From City Streets to Gallery Walls
The ‘tortured artist’ is a stereotype known around the world but not always understood, especially by those who are not creative or not tormented in some way. Van Gogh painted some of his best works while under severe emotional torment, Milton wrote Paradise Lost after he lost his wife and child – and his eyesight. Look at what Amy Winehouse achieved in her short and tormented life. Another extremely talented but ‘tortured’ artist with a brief but productive life was Jean-Michel Basquiat. His journey started with a tough childhood in which he was plagued with one catastrophe after another. Instead of becoming a statistic, Basquiat channelled his trauma into creating a complex and colourful body of work that impacted on the American contemporary art world in a big way.
Same Old Shit (SAMO)
Basquiat shouted out against politics, religion and the institution with by signing his works with SAMO, which is shorthand for ‘Same Old Shit’. He once said there is no such thing as influence, that ‘…it’s simply someone’s idea going through my new mind.’ His works featured elements from his Haitian and Puerto Rican heritage, bible verses, political issues and popular culture. Did Basquiat truly feel that his work was ‘SAMO’? Considering what he had to endure in his life, this would not be surprising.
Surgery, Madness, Drugs and Rock
Jean-Michel Basquiat’s mother was originally from Puerto Rico and his father from Haiti. They lived in New York where their children were born and raised. Basquiat visited art exhibitions and museums from a young age with his mother who also encouraged his artistic talents. The first tragedy the family experienced was the death of Basquiat’s older brother shortly after he was born. When Basquiat was eight he was struck by a car. His injuries were extensive and his spleen was surgically removed. During his stay in the hospital, Basquiat was entertained by a medical textbook his mother brought him. In later years it became apparent that the sketches in the book made such an impact on him that it featured in much of his work.

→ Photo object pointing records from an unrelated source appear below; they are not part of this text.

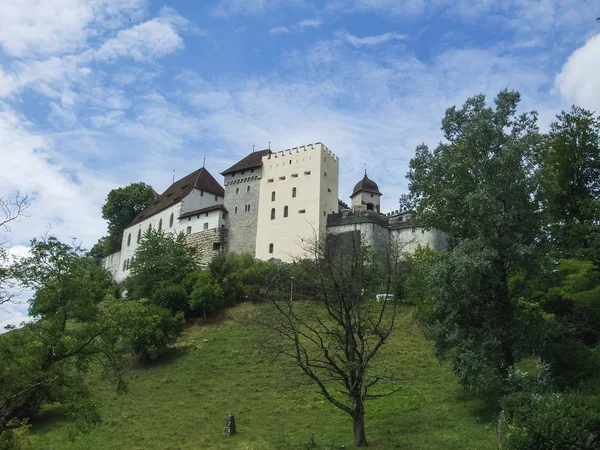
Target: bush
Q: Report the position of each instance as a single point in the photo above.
(174, 298)
(156, 329)
(550, 421)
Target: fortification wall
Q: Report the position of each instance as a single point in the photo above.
(242, 190)
(208, 244)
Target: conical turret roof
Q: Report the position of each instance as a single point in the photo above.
(366, 185)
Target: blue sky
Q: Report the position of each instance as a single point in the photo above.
(96, 94)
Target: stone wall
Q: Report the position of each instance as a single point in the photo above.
(208, 244)
(242, 223)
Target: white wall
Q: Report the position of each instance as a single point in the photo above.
(316, 196)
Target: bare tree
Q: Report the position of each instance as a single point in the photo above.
(334, 336)
(10, 211)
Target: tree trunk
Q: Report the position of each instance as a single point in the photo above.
(358, 420)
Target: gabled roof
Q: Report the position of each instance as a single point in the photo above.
(200, 179)
(254, 159)
(203, 210)
(366, 185)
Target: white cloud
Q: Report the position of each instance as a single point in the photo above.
(369, 40)
(275, 31)
(310, 23)
(44, 28)
(146, 41)
(578, 81)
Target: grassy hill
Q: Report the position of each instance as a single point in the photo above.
(181, 401)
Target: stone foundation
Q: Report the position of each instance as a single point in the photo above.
(208, 244)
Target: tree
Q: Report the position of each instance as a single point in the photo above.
(570, 179)
(334, 338)
(11, 211)
(121, 207)
(478, 187)
(207, 294)
(161, 260)
(45, 361)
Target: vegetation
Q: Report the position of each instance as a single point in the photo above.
(182, 401)
(121, 207)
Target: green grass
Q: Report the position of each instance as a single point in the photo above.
(181, 401)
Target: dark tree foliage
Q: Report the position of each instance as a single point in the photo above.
(334, 337)
(161, 260)
(570, 179)
(478, 187)
(121, 207)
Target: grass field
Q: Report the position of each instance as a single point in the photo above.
(181, 401)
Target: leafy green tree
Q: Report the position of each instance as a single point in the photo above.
(46, 361)
(570, 181)
(174, 298)
(121, 207)
(478, 187)
(161, 260)
(207, 294)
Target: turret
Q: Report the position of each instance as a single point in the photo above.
(366, 195)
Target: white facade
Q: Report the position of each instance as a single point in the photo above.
(169, 220)
(301, 182)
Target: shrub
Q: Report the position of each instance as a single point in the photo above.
(550, 421)
(174, 298)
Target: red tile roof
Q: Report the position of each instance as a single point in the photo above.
(200, 179)
(254, 159)
(203, 210)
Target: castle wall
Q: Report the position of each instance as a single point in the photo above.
(313, 171)
(208, 244)
(242, 189)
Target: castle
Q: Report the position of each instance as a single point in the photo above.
(271, 205)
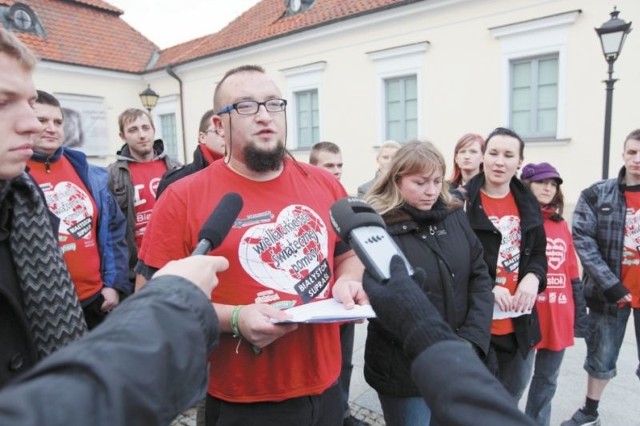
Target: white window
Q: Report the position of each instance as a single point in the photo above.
(399, 73)
(534, 96)
(304, 84)
(165, 118)
(534, 56)
(401, 109)
(169, 133)
(307, 118)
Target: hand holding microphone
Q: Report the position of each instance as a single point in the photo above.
(219, 223)
(358, 224)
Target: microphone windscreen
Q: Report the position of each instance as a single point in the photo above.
(219, 223)
(349, 213)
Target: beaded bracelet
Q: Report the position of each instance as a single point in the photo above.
(235, 314)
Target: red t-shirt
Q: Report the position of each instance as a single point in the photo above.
(70, 200)
(145, 178)
(281, 252)
(631, 250)
(555, 304)
(503, 213)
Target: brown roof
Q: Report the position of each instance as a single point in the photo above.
(87, 33)
(90, 32)
(266, 21)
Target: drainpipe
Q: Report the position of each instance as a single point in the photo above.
(170, 71)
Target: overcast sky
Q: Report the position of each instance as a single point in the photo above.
(169, 22)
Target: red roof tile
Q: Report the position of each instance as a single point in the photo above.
(266, 21)
(99, 4)
(88, 33)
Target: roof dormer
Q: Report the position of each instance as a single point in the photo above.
(297, 6)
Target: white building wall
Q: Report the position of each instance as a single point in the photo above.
(461, 81)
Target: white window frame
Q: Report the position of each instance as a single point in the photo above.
(300, 79)
(169, 105)
(536, 38)
(398, 62)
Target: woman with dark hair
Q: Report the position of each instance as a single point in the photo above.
(561, 307)
(430, 228)
(467, 159)
(506, 218)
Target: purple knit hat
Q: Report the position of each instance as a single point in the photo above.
(537, 172)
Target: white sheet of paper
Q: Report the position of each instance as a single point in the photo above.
(498, 314)
(328, 310)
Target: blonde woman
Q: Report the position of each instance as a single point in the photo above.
(430, 228)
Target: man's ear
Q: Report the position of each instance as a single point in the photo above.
(217, 124)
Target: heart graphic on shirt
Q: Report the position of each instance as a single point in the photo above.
(556, 252)
(509, 252)
(73, 206)
(282, 253)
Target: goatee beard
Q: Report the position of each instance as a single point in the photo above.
(261, 161)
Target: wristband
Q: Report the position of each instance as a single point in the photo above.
(235, 314)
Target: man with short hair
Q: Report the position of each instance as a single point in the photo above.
(328, 156)
(606, 230)
(282, 252)
(135, 175)
(39, 309)
(92, 227)
(210, 148)
(387, 150)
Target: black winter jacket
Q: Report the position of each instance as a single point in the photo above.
(17, 348)
(533, 245)
(199, 162)
(443, 244)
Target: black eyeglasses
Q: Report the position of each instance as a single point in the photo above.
(252, 107)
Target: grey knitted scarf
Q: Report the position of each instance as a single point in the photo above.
(49, 297)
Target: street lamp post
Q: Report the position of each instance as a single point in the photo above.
(149, 98)
(612, 35)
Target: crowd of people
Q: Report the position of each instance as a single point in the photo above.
(99, 317)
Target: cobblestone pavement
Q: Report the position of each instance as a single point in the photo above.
(188, 418)
(372, 417)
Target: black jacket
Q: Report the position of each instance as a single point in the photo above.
(17, 348)
(460, 391)
(199, 162)
(458, 284)
(533, 245)
(145, 364)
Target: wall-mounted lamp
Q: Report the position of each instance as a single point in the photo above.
(149, 98)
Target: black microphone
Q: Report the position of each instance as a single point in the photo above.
(219, 223)
(362, 227)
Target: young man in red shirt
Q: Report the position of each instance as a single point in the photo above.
(135, 175)
(92, 227)
(282, 252)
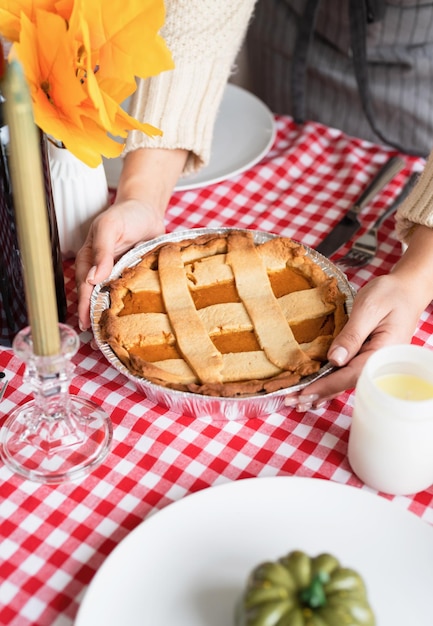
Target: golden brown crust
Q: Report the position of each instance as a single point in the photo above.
(227, 317)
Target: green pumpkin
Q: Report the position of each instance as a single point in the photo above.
(298, 590)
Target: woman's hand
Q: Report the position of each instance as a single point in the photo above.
(148, 178)
(111, 234)
(385, 311)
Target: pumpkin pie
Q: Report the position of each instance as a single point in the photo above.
(221, 315)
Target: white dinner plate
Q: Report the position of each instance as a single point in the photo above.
(187, 564)
(243, 134)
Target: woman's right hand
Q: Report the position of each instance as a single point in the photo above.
(146, 184)
(111, 234)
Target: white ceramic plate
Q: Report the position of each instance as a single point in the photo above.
(244, 132)
(187, 564)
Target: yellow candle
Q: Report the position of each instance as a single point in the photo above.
(31, 213)
(405, 386)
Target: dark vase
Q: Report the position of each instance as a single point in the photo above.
(13, 312)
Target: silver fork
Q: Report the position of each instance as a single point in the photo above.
(365, 248)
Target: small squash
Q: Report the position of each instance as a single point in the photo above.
(299, 590)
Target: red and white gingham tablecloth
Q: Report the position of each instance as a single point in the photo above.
(55, 537)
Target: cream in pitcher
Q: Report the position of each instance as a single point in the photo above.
(391, 436)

Sadly, the accident was not the only blow for Basquiat that year – his parents separated. His mother was then diagnosed as mentally unstable and the children had to live with their father. A few years later her mental state had declined so far that she was committed to a hospital and subsequently spent extended periods in mental institutions. Basquiat was 15 when he ran away from home to sleep in the streets. He was arrested and taken home but left yet again aged 17. This time he didn’t go back and instead left school and started living with a friend and his family. In later years Basquiat made a modest living by painting and selling postcards and also sold drugs. He spent nights hanging around in punk rock nightclubs hours. During this time he began painting the New York City walls, signing his work as SAMO.
A Short Path to Fame
Basquiat’s art in the streets got noticed. Pop art icon Andy Warhol took an interest in him as did neo-expressionist artist Julian Schnabel and eminent street artist Keith Haring, who also became enchanted with the young artist’s mark all over the city. Basquiat’s work exploded onto the contemporary art scene in New York and was soon featured on some of the city’s top galleries’ walls. He became an instant star. Various high-end and underground art magazines featured Basquiat as a formidable and fresh new voice in the scene. Fame and fortune lead to the young artist dating Madonna and developing habits like driving past street merchants in his limousine and handing out US$100 bills to them. Unfortunately, not all of his habits had a positive outcome.
The Final Devastating Chapter
Just as fast as he shot to stardom, Jean-Michel Basquiat crashed. He was a victim of drug abuse and was eventually killed by it. When he was only 27 years old Basquiat died in his Manhattan studio of a drug overdose.
The Art Lives on
After his tragic death, Jean-Michel Basquiat and his contribution to the contemporary art scene was honored at the Whitney Museum of American Art and at the Brooklyn Museum. His short life has featured in biographies and documentaries and his artworks have reached record sales prices of as much as US$100 million.